In the absence of blatant sin in Job’s life, Satan has to make things up to do his dirty work.  Initially he accuses Job of being dedicated to Yahweh simply because of the blessings God has bestowed on him.  If these disappear, he’ll certainly turn away. Later, Satan cites the fact that Job hasn’t suffered any personal, physical harm. Surely this will cause the man’s apostasy.

Consider how the disasters fell upon Job.  Satan had to gain God’s permission first in order to bring them.  He could do nothing against Job on his own because of the fact that Job had not sinned.  As Satan put it in Job 1:10:

“Have you not put a hedge around him and his house and all that he has, on every side? You have blessed the work of his hands, and his possessions have increased in the land.”

This hedge of protection kept Satan from touching Job until God enabled him to do so.  Once God removed the hedge, only then could Satan act.  Once he was in the position to come against Job, he had many tools at his disposal.  Because he riled up two separate groups – the Sabeans and the Chaldeans – to raid, take, and destroy what Job owned, this is obviously one of the major capabilities Satan has.  These people groups, like all men, were sinful.  This opened the door for Satan to provoke them so they would do what he wanted. We also see that Satan had powers to generate physical or natural disasters. He brought the fire of God, presumably lightning, as well as a great wind to tear down that which was Job’s.  With God’s permission, Satan had access to supernatural means, as well as the entry into men’s minds to convince them that Job was a ripe target.

When none of this worked and Satan came back for his second try, God boasted of Job’s continued faithfulness in the face of adversity, saying in Job 2:3:

“Have you considered my servant Job, that there is none like him on the earth, a blameless and upright man, who fears God and turns away from evil? He still holds fast his integrity, although you incited me against him to destroy him without reason.”

In one sense, God was telling Satan that He wouldn’t have allowed all this disaster to come upon Job in the first place without the adversary inciting Him.  However, God was so confident of Job that He allowed Satan a free hand to bring his worst, knowing Job might bend but never break.

Once Satan brought the physical distress on Job through the loathsome boils, his hope was that the man would curse God, but none of these things caused him to speak against the One he revered.  Nothing could change his core faith in the Lord.

This is what God wants from us.  The phrase I like to describe this is believing loyalty.  It is the heart toward God and the mindset that says “No matter what comes my way, I will always be faithful to God, and to Him alone.”  Believing loyalty is what David had; it’s the reason he’s described as a man after God’s own heart.  David revered only Yahweh; there was nothing that would make him turn to, or put his faith and trust in, any other god.
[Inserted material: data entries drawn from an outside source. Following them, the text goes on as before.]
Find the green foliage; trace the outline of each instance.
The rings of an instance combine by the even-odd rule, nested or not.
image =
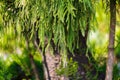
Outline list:
[[[10,80],[12,74],[7,70],[4,60],[0,58],[0,80]]]

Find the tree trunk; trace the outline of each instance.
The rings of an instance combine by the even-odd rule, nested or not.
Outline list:
[[[36,68],[36,65],[35,65],[35,62],[34,62],[34,59],[33,59],[33,56],[31,54],[29,54],[29,58],[30,58],[30,63],[31,63],[32,69],[33,69],[33,73],[35,75],[35,79],[40,80],[38,72],[37,72],[37,68]]]
[[[115,26],[116,26],[116,0],[110,0],[110,33],[109,33],[108,59],[107,59],[105,80],[112,80],[113,78],[112,72],[114,65]]]
[[[31,63],[31,66],[32,66],[33,74],[35,76],[35,80],[40,80],[39,74],[38,74],[38,71],[37,71],[34,59],[33,59],[33,55],[30,53],[31,51],[29,51],[30,50],[29,49],[29,39],[27,37],[25,37],[25,38],[26,38],[26,48],[28,50],[28,54],[29,54],[29,58],[30,58],[30,63]]]

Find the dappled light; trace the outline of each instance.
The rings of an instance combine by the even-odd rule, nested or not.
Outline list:
[[[119,80],[120,0],[0,0],[0,80]]]

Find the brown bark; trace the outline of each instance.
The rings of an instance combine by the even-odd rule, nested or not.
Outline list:
[[[44,51],[42,52],[42,48],[39,47],[39,38],[38,38],[38,31],[35,33],[35,40],[34,40],[34,45],[37,48],[38,52],[41,54],[42,57],[42,62],[43,62],[43,69],[44,69],[44,78],[45,80],[51,80],[49,69],[48,69],[48,64],[46,61],[46,55],[45,55],[45,48]]]
[[[30,63],[31,63],[32,69],[33,69],[33,73],[35,75],[35,79],[40,80],[39,79],[39,74],[37,72],[37,68],[36,68],[36,65],[35,65],[35,62],[34,62],[34,59],[33,59],[33,56],[31,54],[29,54],[29,58],[30,58]]]
[[[32,66],[33,74],[35,76],[35,80],[40,80],[39,74],[38,74],[34,59],[33,59],[33,55],[29,51],[29,39],[27,37],[25,37],[25,38],[26,38],[26,48],[27,48],[28,53],[29,53],[30,63]]]
[[[108,59],[107,59],[105,80],[112,80],[113,78],[112,72],[114,65],[115,26],[116,26],[116,0],[110,0],[110,33],[109,33]]]

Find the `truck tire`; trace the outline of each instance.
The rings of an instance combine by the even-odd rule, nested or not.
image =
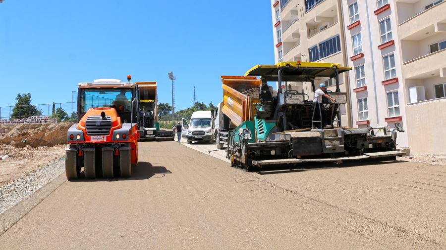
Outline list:
[[[129,145],[129,147],[130,146]],[[129,178],[132,176],[130,152],[131,150],[121,150],[119,152],[119,163],[121,167],[121,177]]]
[[[84,173],[87,179],[96,178],[94,148],[84,149]]]
[[[220,134],[217,134],[215,138],[215,144],[217,144],[217,148],[219,149],[223,149],[224,146],[223,143],[220,143]]]
[[[69,180],[75,180],[79,178],[80,175],[80,167],[77,167],[77,152],[75,151],[66,151],[65,158],[65,173],[66,178]]]

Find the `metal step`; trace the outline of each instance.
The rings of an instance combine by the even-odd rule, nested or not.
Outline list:
[[[281,164],[292,164],[295,163],[312,163],[312,162],[333,162],[341,163],[342,161],[334,158],[322,158],[316,159],[277,159],[264,160],[263,161],[253,161],[252,165],[262,167],[268,165],[279,165]]]
[[[381,157],[388,157],[389,156],[401,156],[405,155],[406,152],[402,151],[384,151],[375,153],[365,153],[364,155],[370,156],[371,158],[379,158]]]

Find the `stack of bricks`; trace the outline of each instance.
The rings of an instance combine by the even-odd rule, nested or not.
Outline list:
[[[57,122],[57,119],[50,118],[48,116],[44,116],[42,117],[39,116],[30,116],[27,118],[23,118],[22,119],[13,118],[10,120],[7,119],[0,119],[0,124],[54,123]]]

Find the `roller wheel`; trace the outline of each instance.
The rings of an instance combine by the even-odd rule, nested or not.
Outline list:
[[[102,151],[102,176],[113,178],[113,150]]]
[[[218,149],[222,149],[223,148],[223,144],[220,143],[220,134],[217,134],[215,138],[215,144],[217,144]]]
[[[77,152],[74,151],[66,151],[65,158],[65,173],[66,178],[69,180],[75,180],[79,178],[80,174],[80,167],[77,167],[76,157]]]
[[[84,151],[84,172],[87,179],[96,178],[94,150]]]
[[[130,150],[121,150],[120,163],[121,165],[121,177],[129,178],[132,176],[132,165],[130,164]]]

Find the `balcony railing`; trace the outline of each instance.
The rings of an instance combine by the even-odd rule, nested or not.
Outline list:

Of course, the way we do this now is through Christ Jesus, but it’s exactly the same now as in the past.  When we walk blameless and upright through our faith in Christ, God protects us.  He places a hedge of protection around us.  If we don’t open the door to sin and thus to Satan, he cannot touch us.  Only with God’s permission can satan do anything that might bring us harm, and only then to the extent that God allows.  “Only against him, do not stretch out your hand.” (Job 1:12).  “Behold, he is in your hand; only spare his life.” (Job 2:6)

In contrast, the Sabeans and Chladeans whom Satan could manipulate, had no such protections because they walked in sin.  The same is true for those today who don’t know Jesus as Lord and Savior, or even those who do, yet deliberately sin.  Sin is an open door.  It can allow Satan to incite people or it can enable him to cause distress in their lives in one form or another.

The whole idea of loving the Lord with all our heart, soul, mind, and strength is that we emulate Job.  We are blameless and upright.  When we walk in this manner before God, we can be assured that He will keep us and protect us, and always be with us in the midst of any troubles we might encounter.